Let's just entertain the theory that this year, Elon Musk and his DOGE team hit their goal of cutting a trillion in discretionary spending. Even without taking into account VAT taxes and other non-tariff trade impediments, we're still underwater in trade by almost $2 trillion as of last year. What if, and obviously a big if, but what if Trump can renegotiate trade deals one at a time, beginning last week with Vietnam and Argentina, this week perhaps with Israel, and then foreign leaders stacking up like planes inbound at O'Hare over the next few weeks? Even if we can't take the deficit to $0 this year, what if it's cut in half? Or even cut 25%? Aren't we then finally bending the arc of our deficit/debt problem? Isn't that a good thing?

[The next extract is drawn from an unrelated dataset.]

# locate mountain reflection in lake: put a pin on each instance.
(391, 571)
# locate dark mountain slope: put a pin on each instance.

Of course, Anti-Trump, Inc.'s answer will be that Trump will just claim credit for any new deal, whether it's of substance or not. Fair enough. Isn't any improvement better than the path we're on now? Why wouldn't we try something different than the road to Hell we've been on racing down for two decades?
This is why Trump's poll numbers haven't mirrored the stock market. A lot of people who voted for him elected him to go break the china, literally and figuratively. He just might be setting up the dominos to do that very thing right now. I'm willing to let it play out a bit more before picking up my stones to cast.